Three weeks after our actual stay, here is a short video tour that I made of our rather exceptional B&B outside of Vicenza:
Three weeks after our actual stay, here is a short video tour that I made of our rather exceptional B&B outside of Vicenza:
We depart for home tomorrow morning, and today was mostly a travel day itself, as we drove straight from La Spezia back to Venice for an overnight stay in an unremarkable airport hotel. Our only excitement was a traffic jam on the way out of La Spezia, occasioned by a cement truck that crunched a passenger car. There were assorted witnesses, cops, and drivers milling around, calmly discussing the situation in Italian.
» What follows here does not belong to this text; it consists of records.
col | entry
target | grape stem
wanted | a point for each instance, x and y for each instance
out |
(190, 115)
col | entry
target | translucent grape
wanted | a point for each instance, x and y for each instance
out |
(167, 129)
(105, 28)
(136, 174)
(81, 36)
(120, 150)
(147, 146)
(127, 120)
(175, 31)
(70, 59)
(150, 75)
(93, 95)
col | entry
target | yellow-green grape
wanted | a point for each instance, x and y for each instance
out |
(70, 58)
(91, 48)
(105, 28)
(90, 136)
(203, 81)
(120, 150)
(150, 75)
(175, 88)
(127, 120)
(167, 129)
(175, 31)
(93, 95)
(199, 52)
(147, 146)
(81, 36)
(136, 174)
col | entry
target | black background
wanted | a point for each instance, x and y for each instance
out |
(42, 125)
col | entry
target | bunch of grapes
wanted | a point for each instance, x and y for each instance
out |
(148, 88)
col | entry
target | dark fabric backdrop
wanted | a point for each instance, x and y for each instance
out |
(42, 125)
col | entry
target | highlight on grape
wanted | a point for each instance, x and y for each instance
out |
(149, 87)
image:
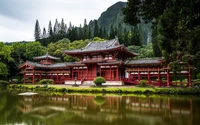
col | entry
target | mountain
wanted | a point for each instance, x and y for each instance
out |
(114, 16)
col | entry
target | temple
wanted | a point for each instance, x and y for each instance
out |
(108, 59)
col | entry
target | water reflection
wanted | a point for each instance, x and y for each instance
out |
(45, 109)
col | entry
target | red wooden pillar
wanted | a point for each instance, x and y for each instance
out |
(63, 79)
(159, 81)
(24, 78)
(56, 77)
(149, 80)
(40, 76)
(87, 72)
(33, 77)
(110, 73)
(169, 104)
(117, 72)
(100, 70)
(72, 73)
(77, 74)
(189, 79)
(168, 79)
(138, 74)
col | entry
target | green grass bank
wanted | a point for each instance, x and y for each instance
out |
(105, 89)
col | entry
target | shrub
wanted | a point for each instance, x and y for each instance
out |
(198, 76)
(46, 81)
(142, 83)
(4, 83)
(99, 80)
(196, 82)
(99, 100)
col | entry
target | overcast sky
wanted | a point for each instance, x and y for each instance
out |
(18, 17)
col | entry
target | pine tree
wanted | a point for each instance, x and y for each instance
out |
(56, 27)
(62, 25)
(135, 38)
(112, 32)
(44, 35)
(85, 30)
(96, 29)
(104, 33)
(37, 33)
(50, 30)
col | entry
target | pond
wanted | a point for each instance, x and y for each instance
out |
(77, 109)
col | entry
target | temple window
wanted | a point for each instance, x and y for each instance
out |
(96, 57)
(108, 57)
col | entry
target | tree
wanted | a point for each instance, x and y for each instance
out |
(44, 35)
(5, 59)
(62, 25)
(177, 23)
(56, 27)
(135, 38)
(96, 28)
(34, 49)
(50, 30)
(112, 32)
(37, 33)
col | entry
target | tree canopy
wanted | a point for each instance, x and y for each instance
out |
(176, 24)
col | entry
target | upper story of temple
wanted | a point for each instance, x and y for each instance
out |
(105, 51)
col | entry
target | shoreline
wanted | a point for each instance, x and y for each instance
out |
(106, 89)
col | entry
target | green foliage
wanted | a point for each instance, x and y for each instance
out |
(175, 33)
(37, 32)
(5, 59)
(143, 51)
(3, 69)
(4, 83)
(97, 39)
(142, 83)
(46, 81)
(99, 80)
(34, 49)
(99, 100)
(198, 76)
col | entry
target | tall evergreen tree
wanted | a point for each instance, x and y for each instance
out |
(50, 30)
(85, 30)
(96, 29)
(112, 32)
(56, 27)
(135, 38)
(44, 35)
(62, 25)
(37, 33)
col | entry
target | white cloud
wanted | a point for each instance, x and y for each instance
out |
(18, 16)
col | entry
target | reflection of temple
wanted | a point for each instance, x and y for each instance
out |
(108, 59)
(113, 109)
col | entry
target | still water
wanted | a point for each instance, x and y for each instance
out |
(69, 109)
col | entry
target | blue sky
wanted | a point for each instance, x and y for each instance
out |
(18, 17)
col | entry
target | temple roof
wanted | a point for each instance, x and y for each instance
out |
(38, 65)
(111, 63)
(55, 65)
(91, 46)
(103, 47)
(46, 56)
(146, 61)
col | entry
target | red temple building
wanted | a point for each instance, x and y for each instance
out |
(108, 59)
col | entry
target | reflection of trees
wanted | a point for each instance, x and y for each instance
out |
(2, 102)
(80, 109)
(99, 100)
(9, 112)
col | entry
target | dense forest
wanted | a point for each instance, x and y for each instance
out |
(175, 35)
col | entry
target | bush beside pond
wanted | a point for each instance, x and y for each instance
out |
(46, 81)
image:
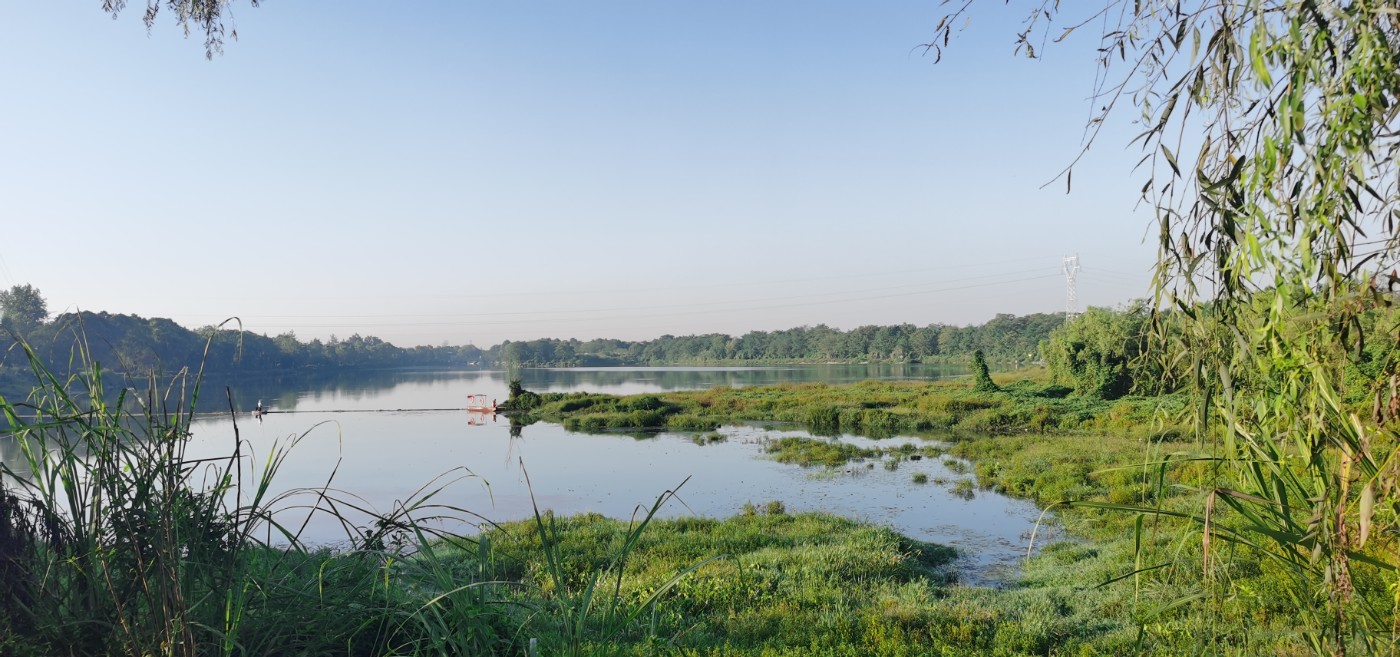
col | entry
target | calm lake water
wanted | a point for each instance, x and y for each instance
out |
(384, 437)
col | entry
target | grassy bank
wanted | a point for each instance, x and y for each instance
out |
(112, 542)
(871, 408)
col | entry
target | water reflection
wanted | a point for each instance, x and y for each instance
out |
(382, 444)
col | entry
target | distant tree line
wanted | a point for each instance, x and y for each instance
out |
(1005, 338)
(133, 343)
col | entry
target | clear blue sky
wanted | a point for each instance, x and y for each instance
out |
(471, 171)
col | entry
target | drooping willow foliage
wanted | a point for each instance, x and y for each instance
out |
(1270, 149)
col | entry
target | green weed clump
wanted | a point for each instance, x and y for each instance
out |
(875, 409)
(812, 451)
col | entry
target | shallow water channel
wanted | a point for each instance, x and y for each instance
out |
(385, 439)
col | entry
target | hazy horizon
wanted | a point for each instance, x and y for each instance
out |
(471, 173)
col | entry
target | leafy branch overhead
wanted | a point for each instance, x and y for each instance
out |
(1269, 153)
(192, 16)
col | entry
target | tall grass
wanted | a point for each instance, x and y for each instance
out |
(115, 541)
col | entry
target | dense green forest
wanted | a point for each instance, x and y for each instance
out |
(1004, 338)
(140, 345)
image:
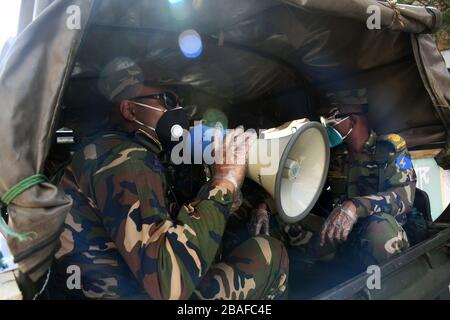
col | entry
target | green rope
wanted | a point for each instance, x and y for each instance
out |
(10, 195)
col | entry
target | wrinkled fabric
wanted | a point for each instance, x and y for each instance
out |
(126, 242)
(377, 235)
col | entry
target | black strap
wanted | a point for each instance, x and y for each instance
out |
(381, 158)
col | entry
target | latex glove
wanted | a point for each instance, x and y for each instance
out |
(339, 224)
(259, 223)
(230, 156)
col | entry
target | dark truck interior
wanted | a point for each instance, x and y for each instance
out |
(263, 63)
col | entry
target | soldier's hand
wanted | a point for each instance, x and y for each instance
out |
(230, 156)
(339, 224)
(259, 224)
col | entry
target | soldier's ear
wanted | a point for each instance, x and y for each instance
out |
(127, 110)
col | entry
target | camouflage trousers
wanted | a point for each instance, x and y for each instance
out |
(372, 241)
(256, 269)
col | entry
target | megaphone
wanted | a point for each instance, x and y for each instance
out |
(290, 162)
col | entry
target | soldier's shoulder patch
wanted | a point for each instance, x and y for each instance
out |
(404, 162)
(395, 140)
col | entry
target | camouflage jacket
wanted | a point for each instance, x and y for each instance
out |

Ha! Didn’t fool you for a moment, did I? This is Italy! Everyone, including completely uninvolved passers-by, was of course shouting and wildly gesticulating at once, and the wind power from the hand gestures alone could easily have powered a small house. Of course the intersection where this happened was completely gridlocked, requiring me to unlock my Inner Italian Driver and bull my way across, successfully bluffing a puny Fiat who was threatening to collide with me, and giving no quarter to a pregnant woman trying to cross the street.
One of those Italian drivers left me an anonymous present late one night as we were parked on the street, in the form of a small sideswipe on the front left of our Peugeot. This nicely compliments the scrape on the front right that I inflicted myself while parking on a street that was about two feet wider than our car, misjudging the distance to the right wall. It is not for nothing that I bought the full collision damage insurance from Avis for this trip, having been to Italy before; the Avis return agent earlier this afternoon looked at the damage, looked at the rental contract, shrugged amiably, and said, “Full insurance. No problem.” And that was that. He probably sees exactly such sideswipes about eight times a day and was not even microscopically perturbed.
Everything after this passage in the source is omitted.